Lifecycle histograms:
harn_trigger_webhook_accepted_to_normalized_secondsharn_trigger_webhook_accepted_to_queue_append_secondsharn_trigger_queue_age_at_dispatch_admission_secondsharn_trigger_queue_age_at_dispatch_start_secondsharn_trigger_dispatch_runtime_secondsharn_trigger_retry_delay_secondsharn_trigger_accepted_to_dlq_seconds
Oldest pending age is exposed as harn_trigger_oldest_pending_age_seconds with
the same trigger/provider/tenant labels, excluding status.
Backpressure decisions are exposed as
harn_backpressure_events_total{dimension, action}. The ingest dimension
tracks HTTP token-bucket admission/rejection; the circuit dimension tracks
destination circuit transitions and fail-fast DLQ moves.
Example webhook-to-dispatch latency SLO queries:
histogram_quantile(
0.50,
sum by (le, provider, trigger_id) (
rate(harn_trigger_queue_age_at_dispatch_start_seconds_bucket[5m])
)
)
histogram_quantile(
0.95,
sum by (le, provider, trigger_id) (
rate(harn_trigger_queue_age_at_dispatch_start_seconds_bucket[5m])
)
)
histogram_quantile(
0.99,
sum by (le, provider, trigger_id) (
rate(harn_trigger_queue_age_at_dispatch_start_seconds_bucket[5m])
)
)
Example alert for queued work older than 30 seconds:
max by (provider, trigger_id, tenant_id) (
harn_trigger_oldest_pending_age_seconds
) > 30
Example DLQ latency alert:
histogram_quantile(
0.95,
sum by (le, provider, trigger_id) (
rate(harn_trigger_accepted_to_dlq_seconds_bucket[10m])
)
) > 300
harn orchestrator inspect also surfaces the persisted trigger metric snapshot
for local diagnosis:
harn orchestrator inspect --state-dir ./.harn/orchestrator
Logs
By default, process logs keep the compact text format used by existing local tools. For container-friendly structured logs, run:
harn orchestrator serve --log-format json
--log-format accepts text, pretty, or json and can also be configured
with HARN_ORCHESTRATOR_LOG_FORMAT. RUST_LOG controls filtering, for example:
RUST_LOG=harn=debug harn orchestrator serve --log-format json
JSON logs are newline-delimited and are written to stdout. The same records are
mirrored to <state-dir>/logs/orchestrator.log, which rotates to
orchestrator.log.1 at 10 MiB. Records include the tracing fields emitted at
each boundary, including trace_id for request-scoped events.
OpenTelemetry
Set HARN_OTEL_ENDPOINT to enable OTLP HTTP trace export:
HARN_OTEL_ENDPOINT=http://otel-collector:4318 \
HARN_OTEL_SERVICE_NAME=harn-orchestrator \
harn orchestrator serve
The orchestrator exports spans for webhook ingestion, queue append, and
dispatch, attaches the Harn trace_id as a span attribute, and propagates W3C
trace context through pending and inbox EventLog topics into dispatch spans.
Dispatcher span events mark dispatch start, handler completion, retry
scheduling, and DLQ movement. A2A dispatches also carry A2A-Trace-Id and
traceparent headers downstream.
Optional OTLP request headers can be supplied as comma-, semicolon-, or
newline-separated key=value entries:
HARN_OTEL_HEADERS='authorization=Bearer token,x-tenant-id=acme'
Set HARN_OTEL_SAMPLE_RATIO to downsample root traces at the source before
export.

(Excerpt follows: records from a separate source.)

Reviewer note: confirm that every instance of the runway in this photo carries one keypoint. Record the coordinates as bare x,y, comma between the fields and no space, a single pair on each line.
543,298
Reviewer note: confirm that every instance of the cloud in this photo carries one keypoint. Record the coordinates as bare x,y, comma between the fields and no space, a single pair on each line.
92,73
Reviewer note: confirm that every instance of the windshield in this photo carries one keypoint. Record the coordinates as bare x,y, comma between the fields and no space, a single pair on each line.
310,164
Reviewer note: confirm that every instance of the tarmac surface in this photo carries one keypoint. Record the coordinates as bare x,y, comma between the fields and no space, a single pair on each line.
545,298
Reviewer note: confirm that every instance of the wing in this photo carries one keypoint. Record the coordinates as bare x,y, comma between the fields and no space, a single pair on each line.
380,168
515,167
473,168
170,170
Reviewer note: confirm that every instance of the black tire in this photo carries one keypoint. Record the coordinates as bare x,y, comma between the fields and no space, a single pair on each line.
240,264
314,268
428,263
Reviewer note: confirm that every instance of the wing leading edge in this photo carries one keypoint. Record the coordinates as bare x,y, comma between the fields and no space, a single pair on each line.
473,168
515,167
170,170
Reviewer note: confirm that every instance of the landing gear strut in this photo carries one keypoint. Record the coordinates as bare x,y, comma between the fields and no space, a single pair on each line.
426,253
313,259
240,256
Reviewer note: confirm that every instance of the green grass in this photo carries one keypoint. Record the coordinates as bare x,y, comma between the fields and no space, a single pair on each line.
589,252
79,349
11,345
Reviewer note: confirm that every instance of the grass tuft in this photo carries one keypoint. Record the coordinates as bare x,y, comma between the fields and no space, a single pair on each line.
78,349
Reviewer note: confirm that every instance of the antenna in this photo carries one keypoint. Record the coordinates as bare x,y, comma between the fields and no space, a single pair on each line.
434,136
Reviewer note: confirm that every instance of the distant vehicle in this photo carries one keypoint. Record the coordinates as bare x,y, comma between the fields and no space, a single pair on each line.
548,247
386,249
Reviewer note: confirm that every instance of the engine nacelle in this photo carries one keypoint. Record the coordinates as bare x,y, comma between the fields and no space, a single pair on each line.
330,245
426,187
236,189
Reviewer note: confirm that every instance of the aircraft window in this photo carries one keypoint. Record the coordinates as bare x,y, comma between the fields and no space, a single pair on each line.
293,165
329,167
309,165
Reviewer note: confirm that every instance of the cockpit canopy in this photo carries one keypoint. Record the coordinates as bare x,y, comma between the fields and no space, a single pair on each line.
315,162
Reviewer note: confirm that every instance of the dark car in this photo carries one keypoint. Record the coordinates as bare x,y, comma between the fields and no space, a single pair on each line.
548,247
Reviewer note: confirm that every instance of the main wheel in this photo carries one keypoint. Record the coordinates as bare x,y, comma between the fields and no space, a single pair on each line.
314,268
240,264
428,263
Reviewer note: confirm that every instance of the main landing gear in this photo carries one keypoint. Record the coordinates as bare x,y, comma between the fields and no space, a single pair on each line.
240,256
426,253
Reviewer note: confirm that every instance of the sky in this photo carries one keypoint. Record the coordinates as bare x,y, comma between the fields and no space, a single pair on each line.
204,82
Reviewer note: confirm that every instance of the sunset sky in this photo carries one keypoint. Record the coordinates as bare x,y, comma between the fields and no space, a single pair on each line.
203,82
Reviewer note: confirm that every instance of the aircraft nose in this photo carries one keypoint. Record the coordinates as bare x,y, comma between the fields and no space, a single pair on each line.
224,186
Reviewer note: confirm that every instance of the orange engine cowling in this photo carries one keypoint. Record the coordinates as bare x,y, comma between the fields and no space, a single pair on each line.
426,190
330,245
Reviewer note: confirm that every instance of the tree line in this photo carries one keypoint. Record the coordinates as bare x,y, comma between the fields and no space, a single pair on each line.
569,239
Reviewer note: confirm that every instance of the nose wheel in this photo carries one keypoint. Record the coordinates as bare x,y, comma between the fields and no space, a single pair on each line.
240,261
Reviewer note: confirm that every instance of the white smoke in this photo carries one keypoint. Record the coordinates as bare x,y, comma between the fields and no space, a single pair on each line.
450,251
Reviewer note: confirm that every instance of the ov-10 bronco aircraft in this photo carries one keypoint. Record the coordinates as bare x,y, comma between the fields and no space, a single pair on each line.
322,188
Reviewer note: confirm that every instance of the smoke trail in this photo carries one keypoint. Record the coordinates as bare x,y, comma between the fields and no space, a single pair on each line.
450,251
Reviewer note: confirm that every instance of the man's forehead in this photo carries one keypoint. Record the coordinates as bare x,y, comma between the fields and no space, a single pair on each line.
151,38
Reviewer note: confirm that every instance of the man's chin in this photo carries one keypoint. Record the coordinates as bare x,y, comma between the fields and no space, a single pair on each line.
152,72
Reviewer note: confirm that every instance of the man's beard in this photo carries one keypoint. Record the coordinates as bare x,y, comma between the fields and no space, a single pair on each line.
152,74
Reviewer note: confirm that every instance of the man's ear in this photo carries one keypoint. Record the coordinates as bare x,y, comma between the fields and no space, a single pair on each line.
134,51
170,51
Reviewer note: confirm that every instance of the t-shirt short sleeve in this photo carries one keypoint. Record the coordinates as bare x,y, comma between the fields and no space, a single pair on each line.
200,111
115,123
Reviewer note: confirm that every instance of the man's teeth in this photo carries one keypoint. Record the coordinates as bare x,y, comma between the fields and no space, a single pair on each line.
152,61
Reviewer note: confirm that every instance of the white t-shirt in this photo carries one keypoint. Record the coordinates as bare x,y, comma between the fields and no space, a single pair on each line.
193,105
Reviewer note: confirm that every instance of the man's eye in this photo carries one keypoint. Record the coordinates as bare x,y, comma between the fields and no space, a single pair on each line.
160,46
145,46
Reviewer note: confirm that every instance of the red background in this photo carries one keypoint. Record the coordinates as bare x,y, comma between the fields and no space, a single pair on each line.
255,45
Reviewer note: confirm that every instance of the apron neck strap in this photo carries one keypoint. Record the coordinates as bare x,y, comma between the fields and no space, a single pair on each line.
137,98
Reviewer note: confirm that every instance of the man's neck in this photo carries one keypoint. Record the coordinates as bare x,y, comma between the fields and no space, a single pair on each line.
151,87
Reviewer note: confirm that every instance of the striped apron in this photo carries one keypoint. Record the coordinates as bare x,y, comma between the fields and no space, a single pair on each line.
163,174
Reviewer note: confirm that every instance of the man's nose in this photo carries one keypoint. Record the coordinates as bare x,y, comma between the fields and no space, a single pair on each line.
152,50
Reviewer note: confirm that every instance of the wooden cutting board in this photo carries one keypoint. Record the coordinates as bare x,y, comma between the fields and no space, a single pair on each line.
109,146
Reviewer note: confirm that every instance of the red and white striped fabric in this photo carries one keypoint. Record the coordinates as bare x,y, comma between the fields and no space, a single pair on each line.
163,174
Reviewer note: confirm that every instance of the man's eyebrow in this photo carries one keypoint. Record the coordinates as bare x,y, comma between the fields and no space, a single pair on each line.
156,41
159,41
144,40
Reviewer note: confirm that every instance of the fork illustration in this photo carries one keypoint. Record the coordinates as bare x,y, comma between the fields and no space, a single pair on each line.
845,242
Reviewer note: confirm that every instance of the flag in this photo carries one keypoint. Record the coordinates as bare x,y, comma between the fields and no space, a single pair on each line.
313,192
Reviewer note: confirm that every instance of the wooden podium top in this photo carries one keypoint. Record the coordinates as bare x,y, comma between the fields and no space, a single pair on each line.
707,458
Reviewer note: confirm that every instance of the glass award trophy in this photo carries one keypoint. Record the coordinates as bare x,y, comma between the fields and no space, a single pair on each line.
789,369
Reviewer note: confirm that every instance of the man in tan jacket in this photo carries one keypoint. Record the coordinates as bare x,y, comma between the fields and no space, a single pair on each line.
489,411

The default is 1.0, which keeps every trace. Values must be between
0.0 and 1.0; sampled parent decisions continue to propagate through child
spans.
HARN_OTEL_SAMPLE_RATIO=0.1 harn orchestrator serve
Dashboard
An example Grafana dashboard is available at
docs/src/orchestrator/observability-dashboard.json.